CONTACT: Teresa Candori
212-558-5362 | tcandori@nul.org
NATIONAL URBAN LEAGUE’S STATE OF BLACK AMERICA URGES “PROTECT OUR PROGRESS”
Threats Loom Against Gains of Last Eight Years; “Main Street Marshall Plan” is a Path Forward
WASHINGTON, D.C. (May 2, 2017) – The National Urban League today released THE 2017 State of Black America: “Protect Our Progress,” at a moment when, President and CEO Marc H. Morial said, “so much economic and social progress stands at so much dire risk.”
As a remedy, he presented the Main Street Marshall Plan: From Poverty to Prosperity, a sweeping proposal for economic and social revitalization of America’s cities and struggling neighborhoods.
The centerpiece of State of Black America, the Equality Index, measures the economic and social status of African Americans relative to white America, with 100% representing full equality. This year’s index, 72.3%, is only slightly higher than last years, but Morial pointed out that the nation as a whole has experienced significant gains, particularly in employment and health.
The report is available free of charge at www.StateOfBlackAmerica.org and includes detailed analysis and commentary from distinguished contributors U.S Sen.
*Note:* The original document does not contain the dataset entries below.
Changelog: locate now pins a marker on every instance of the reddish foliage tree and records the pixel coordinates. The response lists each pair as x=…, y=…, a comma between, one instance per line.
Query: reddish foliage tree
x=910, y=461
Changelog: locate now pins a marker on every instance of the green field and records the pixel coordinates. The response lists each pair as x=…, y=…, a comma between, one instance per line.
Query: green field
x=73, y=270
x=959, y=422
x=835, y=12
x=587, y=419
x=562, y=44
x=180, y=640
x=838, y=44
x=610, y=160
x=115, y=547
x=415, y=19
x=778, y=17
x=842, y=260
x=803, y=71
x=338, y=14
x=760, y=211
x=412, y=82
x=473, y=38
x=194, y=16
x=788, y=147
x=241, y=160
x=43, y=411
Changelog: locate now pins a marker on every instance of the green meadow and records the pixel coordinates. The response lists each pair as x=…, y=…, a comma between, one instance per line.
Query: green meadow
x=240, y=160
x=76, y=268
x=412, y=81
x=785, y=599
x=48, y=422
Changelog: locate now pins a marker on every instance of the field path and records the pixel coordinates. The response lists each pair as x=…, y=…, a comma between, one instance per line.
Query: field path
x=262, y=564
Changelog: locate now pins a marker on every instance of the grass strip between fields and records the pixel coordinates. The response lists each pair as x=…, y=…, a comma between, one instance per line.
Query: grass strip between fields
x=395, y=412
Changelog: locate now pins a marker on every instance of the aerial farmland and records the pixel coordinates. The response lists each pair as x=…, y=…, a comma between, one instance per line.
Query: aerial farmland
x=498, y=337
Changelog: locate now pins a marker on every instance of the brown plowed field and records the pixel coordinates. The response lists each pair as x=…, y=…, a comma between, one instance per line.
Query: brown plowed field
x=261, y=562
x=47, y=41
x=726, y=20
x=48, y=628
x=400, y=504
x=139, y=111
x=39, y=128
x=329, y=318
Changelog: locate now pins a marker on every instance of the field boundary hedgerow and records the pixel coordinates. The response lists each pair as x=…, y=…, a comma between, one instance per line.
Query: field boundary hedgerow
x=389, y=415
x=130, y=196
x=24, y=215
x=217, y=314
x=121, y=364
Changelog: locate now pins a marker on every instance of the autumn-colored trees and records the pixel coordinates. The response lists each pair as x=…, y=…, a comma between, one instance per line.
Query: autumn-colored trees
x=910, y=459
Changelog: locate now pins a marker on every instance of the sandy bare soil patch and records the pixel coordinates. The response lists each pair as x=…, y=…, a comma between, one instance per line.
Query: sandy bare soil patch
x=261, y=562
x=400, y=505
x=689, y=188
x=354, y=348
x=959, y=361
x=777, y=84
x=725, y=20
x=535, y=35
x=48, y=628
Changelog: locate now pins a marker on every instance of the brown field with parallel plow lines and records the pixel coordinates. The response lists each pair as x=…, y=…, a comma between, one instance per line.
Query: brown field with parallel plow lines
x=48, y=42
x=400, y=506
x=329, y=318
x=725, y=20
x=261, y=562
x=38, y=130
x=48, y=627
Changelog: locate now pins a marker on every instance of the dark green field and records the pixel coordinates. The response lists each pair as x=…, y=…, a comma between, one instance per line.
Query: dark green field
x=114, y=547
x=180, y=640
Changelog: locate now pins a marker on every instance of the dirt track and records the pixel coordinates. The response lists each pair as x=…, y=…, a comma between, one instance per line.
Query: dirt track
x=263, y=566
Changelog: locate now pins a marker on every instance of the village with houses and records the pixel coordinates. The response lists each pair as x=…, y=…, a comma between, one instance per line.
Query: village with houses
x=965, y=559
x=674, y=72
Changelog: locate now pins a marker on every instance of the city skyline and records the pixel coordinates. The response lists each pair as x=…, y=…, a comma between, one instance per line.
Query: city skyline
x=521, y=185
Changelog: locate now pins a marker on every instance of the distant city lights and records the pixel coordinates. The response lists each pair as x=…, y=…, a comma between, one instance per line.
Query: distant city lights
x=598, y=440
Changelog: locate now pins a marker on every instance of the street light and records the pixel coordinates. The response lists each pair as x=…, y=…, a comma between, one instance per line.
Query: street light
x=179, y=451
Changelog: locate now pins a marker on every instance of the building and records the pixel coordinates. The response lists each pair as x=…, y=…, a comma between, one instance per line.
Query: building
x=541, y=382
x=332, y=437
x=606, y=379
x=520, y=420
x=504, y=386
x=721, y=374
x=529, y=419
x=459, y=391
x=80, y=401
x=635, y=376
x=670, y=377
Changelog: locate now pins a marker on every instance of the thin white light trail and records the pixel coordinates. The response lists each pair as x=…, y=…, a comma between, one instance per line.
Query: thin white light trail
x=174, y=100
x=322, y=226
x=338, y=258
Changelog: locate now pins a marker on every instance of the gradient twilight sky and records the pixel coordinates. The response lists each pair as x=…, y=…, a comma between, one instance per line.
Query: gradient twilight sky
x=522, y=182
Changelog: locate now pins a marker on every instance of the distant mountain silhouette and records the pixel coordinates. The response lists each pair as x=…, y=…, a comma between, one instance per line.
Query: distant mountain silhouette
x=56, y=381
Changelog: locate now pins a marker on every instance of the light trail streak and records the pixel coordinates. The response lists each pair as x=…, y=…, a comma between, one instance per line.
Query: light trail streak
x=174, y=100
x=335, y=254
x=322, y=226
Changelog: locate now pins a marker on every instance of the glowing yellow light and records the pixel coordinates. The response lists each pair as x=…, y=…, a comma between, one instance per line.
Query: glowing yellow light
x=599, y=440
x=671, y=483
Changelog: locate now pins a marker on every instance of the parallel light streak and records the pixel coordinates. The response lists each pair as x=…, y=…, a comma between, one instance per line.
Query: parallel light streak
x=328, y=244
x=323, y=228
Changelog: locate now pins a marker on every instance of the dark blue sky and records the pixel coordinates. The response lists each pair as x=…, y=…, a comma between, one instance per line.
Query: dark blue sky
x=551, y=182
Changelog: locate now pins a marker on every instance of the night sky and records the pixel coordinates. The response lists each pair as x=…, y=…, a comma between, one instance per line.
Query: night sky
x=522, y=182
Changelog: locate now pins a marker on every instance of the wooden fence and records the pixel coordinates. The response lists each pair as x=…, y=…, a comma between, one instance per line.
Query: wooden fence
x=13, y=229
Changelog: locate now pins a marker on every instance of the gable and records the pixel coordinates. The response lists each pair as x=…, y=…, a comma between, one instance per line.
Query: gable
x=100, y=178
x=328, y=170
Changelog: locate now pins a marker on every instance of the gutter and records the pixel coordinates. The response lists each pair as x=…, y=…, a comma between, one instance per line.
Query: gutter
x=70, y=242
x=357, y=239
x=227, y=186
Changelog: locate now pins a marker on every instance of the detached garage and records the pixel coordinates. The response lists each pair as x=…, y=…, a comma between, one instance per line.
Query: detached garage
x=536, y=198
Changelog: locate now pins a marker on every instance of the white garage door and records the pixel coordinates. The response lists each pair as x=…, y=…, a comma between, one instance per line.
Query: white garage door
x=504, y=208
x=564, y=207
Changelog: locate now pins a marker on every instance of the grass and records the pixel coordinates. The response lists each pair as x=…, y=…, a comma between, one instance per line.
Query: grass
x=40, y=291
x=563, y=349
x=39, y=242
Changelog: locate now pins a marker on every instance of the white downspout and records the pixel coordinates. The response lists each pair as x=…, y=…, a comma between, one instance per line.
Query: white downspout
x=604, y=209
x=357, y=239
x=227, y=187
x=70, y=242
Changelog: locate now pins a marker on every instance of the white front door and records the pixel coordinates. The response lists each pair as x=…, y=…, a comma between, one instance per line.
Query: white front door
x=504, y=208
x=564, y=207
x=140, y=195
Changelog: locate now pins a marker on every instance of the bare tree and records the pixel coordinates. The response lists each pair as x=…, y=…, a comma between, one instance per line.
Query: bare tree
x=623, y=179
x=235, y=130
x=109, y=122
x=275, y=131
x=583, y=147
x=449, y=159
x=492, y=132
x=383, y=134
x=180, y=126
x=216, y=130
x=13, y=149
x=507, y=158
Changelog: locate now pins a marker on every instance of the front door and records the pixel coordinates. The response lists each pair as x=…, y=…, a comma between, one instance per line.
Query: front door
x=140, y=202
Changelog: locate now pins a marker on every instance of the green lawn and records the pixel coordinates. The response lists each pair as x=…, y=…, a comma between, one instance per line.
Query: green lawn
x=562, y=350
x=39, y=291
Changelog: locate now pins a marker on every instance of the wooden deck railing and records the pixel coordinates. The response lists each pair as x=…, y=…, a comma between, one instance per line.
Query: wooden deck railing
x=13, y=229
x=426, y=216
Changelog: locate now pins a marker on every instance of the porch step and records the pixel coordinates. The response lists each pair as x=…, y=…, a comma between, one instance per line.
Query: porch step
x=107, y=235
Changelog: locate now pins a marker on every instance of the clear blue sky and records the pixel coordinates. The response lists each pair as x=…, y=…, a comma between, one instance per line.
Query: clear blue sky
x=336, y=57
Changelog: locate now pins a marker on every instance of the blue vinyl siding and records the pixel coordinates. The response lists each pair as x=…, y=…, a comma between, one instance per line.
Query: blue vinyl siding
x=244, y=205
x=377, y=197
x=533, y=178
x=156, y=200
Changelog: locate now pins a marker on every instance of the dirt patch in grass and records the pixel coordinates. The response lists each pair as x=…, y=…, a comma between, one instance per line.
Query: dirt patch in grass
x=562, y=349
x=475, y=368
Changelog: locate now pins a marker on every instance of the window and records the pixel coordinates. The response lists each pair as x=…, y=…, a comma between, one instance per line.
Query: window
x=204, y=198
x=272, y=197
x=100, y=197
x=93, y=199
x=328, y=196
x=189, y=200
Cory Booker, Black Lives Matter co-founder Opal Tometi, New York City Council Speaker Melissa Mark-Viverito, U.S. Reps. Bobby Scott, Karen Bass, Cedric Richmond and Terri Sewell, and others.
“Over the last eight years, the economy added 15 million new jobs and the unemployment rate fell dramatically,” Morial said. “High School graduation rates rose and more than 16 million more Americans who were now uninsured now have health care coverage. The uninsured rate for African Americans was cut in half.”
Morial also cited the Department of Justice’s aggressive enforcement of voting rights, despite the 2013 gutting of the preclearance requirement of the Voting Rights Act, and its use of consent decrees to address racial discrimination, profiling and excessive use of force in a minority of police departments.
“A little more than three months since President Obama has left office, much of the economic and social progress we saw under his watch is under imminent threat,” Morial said.
Of particular concern, he said:
- The new Attorney General has ordered a review of all law enforcement consent decrees, a move that threatens to undermine positive policing reforms in some of the nation’s most troubled police departments.
- The Justice Department reversed course on fighting a Texas voter I.D. case that a federal court determined was passed with deliberate racial discriminatory intent.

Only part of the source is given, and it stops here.